Researchers at Uppsala University and Karolinska Institutet have discovered a gene variant in the innate immune system which affects the risk of blood clots in the lungs of severely ill COVID-19 patients. Genotyping and computational infrastructure was supplied by the SciLifeLab National Genomics Infrastructure (NGI).

The study is published in Nature Immunology and was funded by the SciLifeLab/Knut and Alice Wallenberg national COVID-19 research program, among others.

“With this study, we have come closer to an explanation of why COVID-19 patients have a greatly increased risk of blood clots”, says last author Oskar Eriksson (Uppsala University) in a press release (in Swedish) from Uppsala University.

Despite treatment with blood-thinning drugs, it quickly became clear that patients with COVID-19 had a greatly increased risk of developing blood clots. And even today, the cause is yet to be determined why COVID-19 leads to such a strong activation of the blood coagulation system in some patients. 

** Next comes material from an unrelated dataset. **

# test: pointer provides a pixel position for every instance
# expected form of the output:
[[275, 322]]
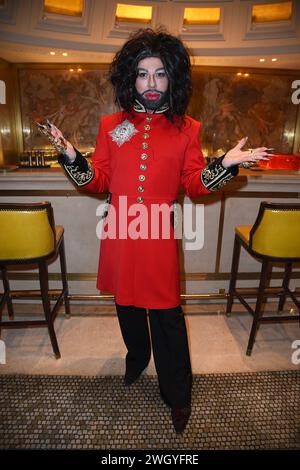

However, in a recent study, researchers discovered that the protein mannose-binding lectin is capable of recognizing the SARS-CoV-2 virus and can neutralize virus-infected cells. Mannose-binding lectin is part of the innate immune system and has the task of detecting and eliminating virus-infected cells or bacteria. 

Intrigued by this, the KI & Uppsala researchers took a closer look at a gene variant that regulates the blood-protein levels of mannose-binding lectin. They discovered that the variant had a protective effect against blood clots in the lungs.

“Now we can show how mannose-binding lectin affects the disease picture in COVID-19. It is striking that it is specifically the risk of blood clots that is affected, and we could not see that mannose-binding lectin affects the risk of developing COVID-19. We can show that the immune system is important for blood clot formation in COVID-19 patients, something that has long been suspected and which may explain why such high doses of blood-thinning drugs were needed”, says shared last author Oskar Eriksson (Uppsala University).

“Several genetic variants that affect the risk of becoming seriously ill in COVID-19 have been identified in different large studies presented in the past year. Our work shows that there is also a genetic background to the complications that COVID-19 patients suffer from”, says shared last author Hugo Zeberg, (Karolinska Institutet).